The Dynamic Programming Path

The dynamic programming (DP) approach described in reference [1] provides an efficient way to find an asymptotically optimal contraction path by running the following steps:

Compute all traces, i.e. summations over indices occurring exactly in one input.
Decompose the contraction graph of inputs into disconnected subgraphs. Two inputs are connected if they share at least one summation index.
Find the contraction path for each of the disconnected subgraphs using a DP approach: The optimal contraction path for all sets of n (ranging from 1 to the number of inputs) connected tensors is found by combining sets of m and n-m tensors.

Note that computing all the traces in the very beginning can never lead to a non-optimal contraction path.

Contractions of disconnected subgraphs can be optimized independently, which still results in an optimal contraction path. However, the computational complexity of finding the contraction path is drastically reduced: If the subgraphs consist of n1, n2, ... inputs, the computational complexity is reduced from O(exp(n1 + n2 + ...)) to O(exp(n1) + exp(n2) + ...).

The DP approach will only perform pair contractions and by default will never compute intermediate outer products as in reference [1] it is shown that this always results in an asymptotically optimal contraction path.

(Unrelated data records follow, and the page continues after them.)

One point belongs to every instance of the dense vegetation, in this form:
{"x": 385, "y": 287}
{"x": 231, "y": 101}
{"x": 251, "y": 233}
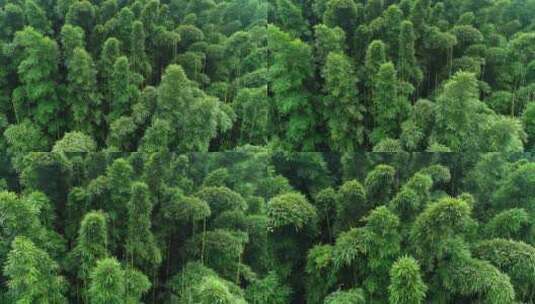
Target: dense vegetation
{"x": 314, "y": 75}
{"x": 131, "y": 75}
{"x": 410, "y": 75}
{"x": 267, "y": 228}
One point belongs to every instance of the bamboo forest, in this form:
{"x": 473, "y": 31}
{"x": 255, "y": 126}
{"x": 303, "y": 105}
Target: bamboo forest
{"x": 255, "y": 226}
{"x": 267, "y": 151}
{"x": 308, "y": 75}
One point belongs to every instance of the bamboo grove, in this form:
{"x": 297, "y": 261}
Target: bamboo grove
{"x": 263, "y": 227}
{"x": 311, "y": 75}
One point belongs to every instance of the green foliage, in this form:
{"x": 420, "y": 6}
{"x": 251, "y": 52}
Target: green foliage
{"x": 352, "y": 296}
{"x": 290, "y": 209}
{"x": 32, "y": 275}
{"x": 351, "y": 205}
{"x": 140, "y": 243}
{"x": 107, "y": 282}
{"x": 406, "y": 284}
{"x": 343, "y": 110}
{"x": 516, "y": 259}
{"x": 75, "y": 142}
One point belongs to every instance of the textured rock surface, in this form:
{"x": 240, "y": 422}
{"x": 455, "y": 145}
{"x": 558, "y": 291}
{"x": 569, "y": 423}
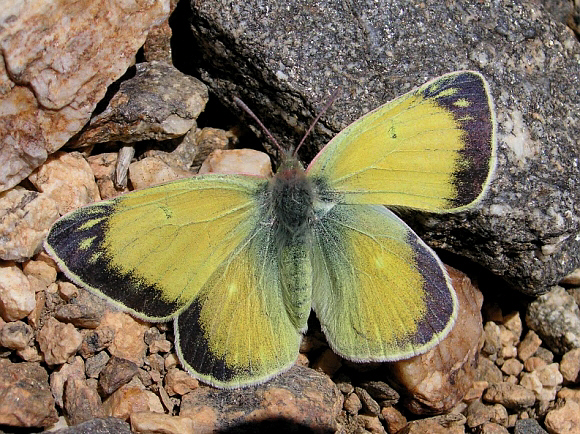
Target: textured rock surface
{"x": 46, "y": 93}
{"x": 25, "y": 398}
{"x": 284, "y": 60}
{"x": 300, "y": 398}
{"x": 437, "y": 380}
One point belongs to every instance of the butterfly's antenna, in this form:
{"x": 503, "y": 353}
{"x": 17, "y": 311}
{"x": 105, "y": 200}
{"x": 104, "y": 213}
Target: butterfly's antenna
{"x": 331, "y": 100}
{"x": 245, "y": 108}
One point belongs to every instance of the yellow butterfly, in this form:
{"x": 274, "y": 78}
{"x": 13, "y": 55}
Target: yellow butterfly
{"x": 237, "y": 262}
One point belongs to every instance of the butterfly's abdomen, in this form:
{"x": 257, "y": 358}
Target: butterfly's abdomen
{"x": 291, "y": 195}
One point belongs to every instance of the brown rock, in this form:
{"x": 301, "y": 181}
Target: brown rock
{"x": 246, "y": 161}
{"x": 25, "y": 218}
{"x": 153, "y": 423}
{"x": 208, "y": 140}
{"x": 301, "y": 396}
{"x": 96, "y": 340}
{"x": 476, "y": 391}
{"x": 130, "y": 399}
{"x": 67, "y": 290}
{"x": 534, "y": 363}
{"x": 68, "y": 179}
{"x": 512, "y": 367}
{"x": 25, "y": 400}
{"x": 511, "y": 396}
{"x": 95, "y": 364}
{"x": 179, "y": 382}
{"x": 17, "y": 298}
{"x": 128, "y": 342}
{"x": 371, "y": 424}
{"x": 59, "y": 377}
{"x": 352, "y": 403}
{"x": 58, "y": 341}
{"x": 394, "y": 419}
{"x": 570, "y": 366}
{"x": 479, "y": 413}
{"x": 158, "y": 103}
{"x": 488, "y": 371}
{"x": 445, "y": 424}
{"x": 152, "y": 171}
{"x": 53, "y": 85}
{"x": 565, "y": 419}
{"x": 81, "y": 402}
{"x": 437, "y": 380}
{"x": 529, "y": 345}
{"x": 116, "y": 372}
{"x": 328, "y": 362}
{"x": 15, "y": 335}
{"x": 492, "y": 428}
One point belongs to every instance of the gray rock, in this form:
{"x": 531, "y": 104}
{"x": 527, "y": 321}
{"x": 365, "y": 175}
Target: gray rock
{"x": 555, "y": 317}
{"x": 107, "y": 425}
{"x": 284, "y": 61}
{"x": 528, "y": 426}
{"x": 116, "y": 372}
{"x": 159, "y": 103}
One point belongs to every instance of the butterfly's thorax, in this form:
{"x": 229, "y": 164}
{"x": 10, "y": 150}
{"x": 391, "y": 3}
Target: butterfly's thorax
{"x": 292, "y": 197}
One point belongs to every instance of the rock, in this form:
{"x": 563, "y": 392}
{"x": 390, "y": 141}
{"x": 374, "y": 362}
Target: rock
{"x": 478, "y": 414}
{"x": 565, "y": 419}
{"x": 66, "y": 178}
{"x": 96, "y": 340}
{"x": 25, "y": 400}
{"x": 179, "y": 382}
{"x": 59, "y": 377}
{"x": 246, "y": 161}
{"x": 152, "y": 171}
{"x": 15, "y": 335}
{"x": 130, "y": 399}
{"x": 25, "y": 218}
{"x": 53, "y": 85}
{"x": 511, "y": 396}
{"x": 570, "y": 366}
{"x": 437, "y": 380}
{"x": 352, "y": 403}
{"x": 208, "y": 140}
{"x": 555, "y": 316}
{"x": 81, "y": 402}
{"x": 529, "y": 345}
{"x": 512, "y": 367}
{"x": 107, "y": 425}
{"x": 17, "y": 298}
{"x": 394, "y": 419}
{"x": 158, "y": 103}
{"x": 86, "y": 311}
{"x": 116, "y": 372}
{"x": 528, "y": 426}
{"x": 370, "y": 406}
{"x": 152, "y": 423}
{"x": 58, "y": 341}
{"x": 445, "y": 424}
{"x": 104, "y": 166}
{"x": 529, "y": 240}
{"x": 95, "y": 364}
{"x": 41, "y": 271}
{"x": 128, "y": 342}
{"x": 328, "y": 362}
{"x": 301, "y": 397}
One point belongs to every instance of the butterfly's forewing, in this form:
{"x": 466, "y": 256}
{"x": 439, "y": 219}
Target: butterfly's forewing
{"x": 198, "y": 250}
{"x": 432, "y": 148}
{"x": 152, "y": 250}
{"x": 379, "y": 291}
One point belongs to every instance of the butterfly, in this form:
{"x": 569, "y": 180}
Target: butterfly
{"x": 238, "y": 262}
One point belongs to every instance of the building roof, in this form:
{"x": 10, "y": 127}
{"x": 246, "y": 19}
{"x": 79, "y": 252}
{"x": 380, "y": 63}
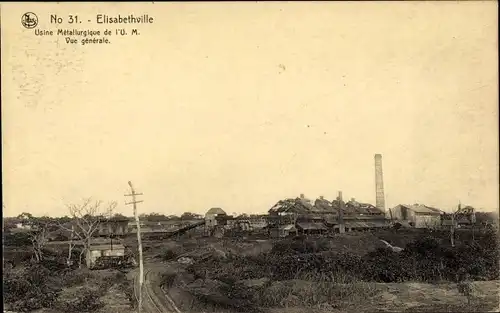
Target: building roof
{"x": 290, "y": 227}
{"x": 290, "y": 205}
{"x": 216, "y": 211}
{"x": 311, "y": 226}
{"x": 364, "y": 224}
{"x": 422, "y": 209}
{"x": 101, "y": 247}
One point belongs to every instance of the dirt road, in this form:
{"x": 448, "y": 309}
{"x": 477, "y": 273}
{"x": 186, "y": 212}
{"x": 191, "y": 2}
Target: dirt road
{"x": 154, "y": 298}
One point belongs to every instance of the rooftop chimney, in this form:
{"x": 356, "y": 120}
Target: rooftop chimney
{"x": 379, "y": 183}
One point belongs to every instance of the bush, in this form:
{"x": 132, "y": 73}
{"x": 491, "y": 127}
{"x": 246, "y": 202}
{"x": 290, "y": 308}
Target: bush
{"x": 168, "y": 255}
{"x": 32, "y": 289}
{"x": 86, "y": 301}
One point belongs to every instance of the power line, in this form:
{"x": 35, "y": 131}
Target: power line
{"x": 134, "y": 202}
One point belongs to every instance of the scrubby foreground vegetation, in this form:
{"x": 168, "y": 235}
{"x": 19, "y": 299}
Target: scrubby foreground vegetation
{"x": 31, "y": 286}
{"x": 306, "y": 272}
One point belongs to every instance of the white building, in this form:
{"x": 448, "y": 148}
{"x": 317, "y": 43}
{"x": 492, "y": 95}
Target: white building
{"x": 417, "y": 215}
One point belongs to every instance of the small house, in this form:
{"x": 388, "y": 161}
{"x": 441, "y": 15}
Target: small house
{"x": 417, "y": 215}
{"x": 214, "y": 217}
{"x": 108, "y": 252}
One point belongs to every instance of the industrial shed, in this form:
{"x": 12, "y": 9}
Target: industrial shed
{"x": 417, "y": 215}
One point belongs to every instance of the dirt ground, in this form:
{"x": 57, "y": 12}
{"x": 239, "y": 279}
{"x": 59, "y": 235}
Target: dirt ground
{"x": 391, "y": 297}
{"x": 418, "y": 297}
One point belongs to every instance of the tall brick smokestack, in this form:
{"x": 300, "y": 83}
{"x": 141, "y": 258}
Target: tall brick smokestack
{"x": 379, "y": 183}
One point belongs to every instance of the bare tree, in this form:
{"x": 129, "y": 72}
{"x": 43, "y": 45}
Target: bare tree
{"x": 38, "y": 235}
{"x": 39, "y": 228}
{"x": 86, "y": 218}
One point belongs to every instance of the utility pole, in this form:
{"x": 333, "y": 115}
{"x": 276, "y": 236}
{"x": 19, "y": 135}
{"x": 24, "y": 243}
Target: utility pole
{"x": 341, "y": 213}
{"x": 141, "y": 266}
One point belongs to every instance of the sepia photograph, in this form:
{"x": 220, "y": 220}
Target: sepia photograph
{"x": 261, "y": 157}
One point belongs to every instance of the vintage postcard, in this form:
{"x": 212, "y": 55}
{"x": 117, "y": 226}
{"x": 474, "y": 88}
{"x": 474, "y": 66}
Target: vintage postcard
{"x": 266, "y": 157}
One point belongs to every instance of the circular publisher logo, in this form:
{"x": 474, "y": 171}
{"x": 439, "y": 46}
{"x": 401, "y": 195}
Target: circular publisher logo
{"x": 29, "y": 20}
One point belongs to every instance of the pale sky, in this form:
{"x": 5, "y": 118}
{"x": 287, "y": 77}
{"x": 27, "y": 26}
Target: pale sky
{"x": 239, "y": 105}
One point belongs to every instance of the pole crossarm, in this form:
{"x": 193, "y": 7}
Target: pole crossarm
{"x": 134, "y": 202}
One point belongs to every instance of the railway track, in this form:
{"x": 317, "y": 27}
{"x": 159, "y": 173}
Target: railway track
{"x": 152, "y": 302}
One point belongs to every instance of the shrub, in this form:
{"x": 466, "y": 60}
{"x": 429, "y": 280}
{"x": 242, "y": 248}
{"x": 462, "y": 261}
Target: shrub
{"x": 168, "y": 255}
{"x": 86, "y": 301}
{"x": 32, "y": 289}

A major optimization for DP is the cost capping strategy: The DP optimization only memorizes contractions for a subset of inputs, if the total cost for this contraction is smaller than the cost cap. The cost cap is initialized with the minimal possible cost, i.e. the product of all output dimensions, and is iteratively increased by multiplying it with the smallest dimension until a contraction path including all inputs is found.

Note that the worst case scaling of DP is exponential in the number of inputs. Nevertheless, if the contraction graph is not completely random, but exhibits a certain kind of structure, it can be used for large contraction graphs and is guaranteed to find an asymptotically optimal contraction path. For this reason it is the most frequently used contraction path optimizer in the field of tensor network states.

More specifically, the search is performed over connected subgraphs, which, for example, planar and tree-like graphs have far fewer of. As a rough guide, if the graph is planar, expressions with many tens of tensors are tractable, whereas if the graph is tree-like, expressions with many hundreds of tensors are tractable.

[1] Robert N. C. Pfeifer, Jutho Haegeman, and Frank Verstraete Phys. Rev. E 90, 033315 (2014). https://arxiv.org/abs/1304.6112

Customizing the Dynamic Programming Path

The default optimize='dp' approach has sensible defaults but can be customized with the opt_einsum.paths.DynamicProgramming object.

import opt_einsum as oe

optimizer = oe.DynamicProgramming(
    minimize='size',    # optimize for largest intermediate tensor size
    search_outer=True,  # search through outer products as well
    cost_cap=False,     # don't use cost-capping strategy
)

oe.contract(eq, *arrays, optimize=optimizer)

Warning

Note that searching outer products will most likely drastically slow down the optimizer on all but the smallest examples.

The values that minimize can take are:

'flops': minimize the total number of scalar operations.
'size': minimize the size of the largest intermediate.
'write': minimize the combined size of all intermediate tensors - approximately speaking the amount of memory that will be written. This is relevant if you were to automatically differentiate through the contraction, which naively would require storing all intermediates.
'combo' - minimize flops + alpha * write summed over intermediates, a default ratio of alpha=64 is used, or it can be customized with f'combo-{alpha}'.
'limit' - minimize max(flops, alpha * write) summed over intermediates, a default ratio of alpha=64 is used, or it can be customized with f'limit-{alpha}'.

The last two take into account the fact that real contraction performance can be bound by memory speed, and so favor paths with higher arithmetic intensity. The default value of alpha=64 is reasonable for both typical CPUs and GPUs.